Column: Disrespect for civil liberties begins with American citizens

America’s foreign policy is terrible. It’s reactionary, it’s violent and it’s inhumane. The United States of America tortures — wait, excuse me, we “engage in enhanced interrogation techniques.” We imprison American citizens without due process. We murder civilians — excuse me again, “enemy combatants” — around the globe with the barest pretense of congressional approval. In a New York Times story last May, President Barack Obama’s policy toward civilian casualties was revealed as counting all military-age males in a strike zone as “combatants” unless there is posthumous evidence proving their innocence.

Let’s unpack that a bit. If you have the misfortune to be in the vicinity of a drone strike, tough luck: You’re a terrorist. Walking your dog? Too bad! You’re a terrorist! The check, the only check, on this current classification other than the president’s discretion is that you can be declared a civilian after you’ve been bombarded if “evidence surfaces.” Small compensation, I imagine, when you’ve already been vaporized.

The shoddy reasoning, suspect legality and heinous morals can be seen throughout American foreign policy. In a world where being in the vicinity of a drone strike makes you automatically guilty, can we be surprised the rights of Americans are regularly abridged? Is it any wonder hundreds of people remain in custody without trial years after President Obama vowed to restore due process? Since 2001, both parties have shown equal disrespect for the civil liberties of America and her enemies. The liberal wing of the Democratic Party once loudly complained when George Bush trampled on our constitution. Their silence now, as Obama carries out substantially the same policies as his predecessor, is as deafening as it is embarrassing.

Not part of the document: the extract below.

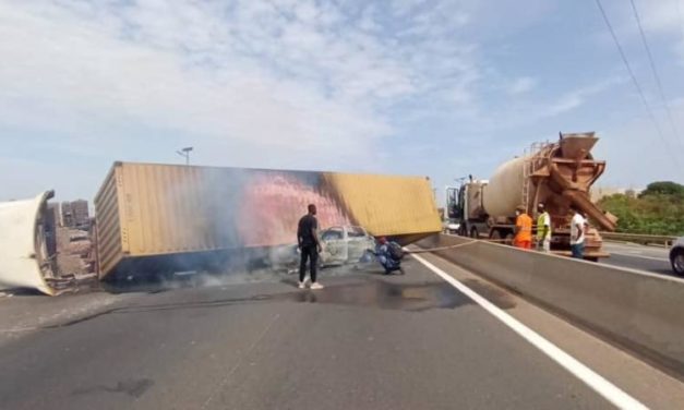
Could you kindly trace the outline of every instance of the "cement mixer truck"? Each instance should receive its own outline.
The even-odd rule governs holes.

The silence reflects a fundamental truth: American politicians long ago gave up a nuanced view of geopolitics. The black-and-white realities of World War II and the Cold War are over, but their legacies have persisted. We should be seeking to understand why the Middle East fears Israel, but instead we hear our leaders label Iran a joint on an imaginary “axis of evil” and subsequently demolish its economy with onerous United Nations sanctions.

Yet why would our politicians do anything differently? The iron rule of democracy is that popular sentiment leaks to the ruling class. Politicians, at the end of the day, are just trying to get elected. The American populace is, in its majority, unable to wrap its mind around the idea that bombing a bunch of people in the middle is not in the national interest. American militarization, American aggression and America’s maddening tendency to create its own enemies — liberals are quick to blame a troupe of actors. Corporate financiers of elections, Israel and a shadowy all-powerful military-industrial complex are regularly accused to be conspirators.

The truth is simpler and more depressing: We are the problem. Mitt Romney won votes last night warmongering Iran and threatening Russia. Obama won some of those votes back by highlighting his extralegal murder of “enemy combatants” and promising to bring China to heel. The candidates are smart: They know this is what the American people want. Candidates know foreign policy liberals won’t rock any boats, and any grassroots movement to restore our liberties will wither when labeled as “unrealistic,” as “weak,” as out of touch with the threat our enemies pose.

No change to our current foreign policy is on the horizon. The two candidates possess, for all intents and purposes, platforms that reflect the general will of the American public. Their views are united in utter disrespect to the lives of foreign civilians and the rule of law. Does that make you mad? It makes me mad. But it isn’t a conspiracy. It’s democracy. This is how it works.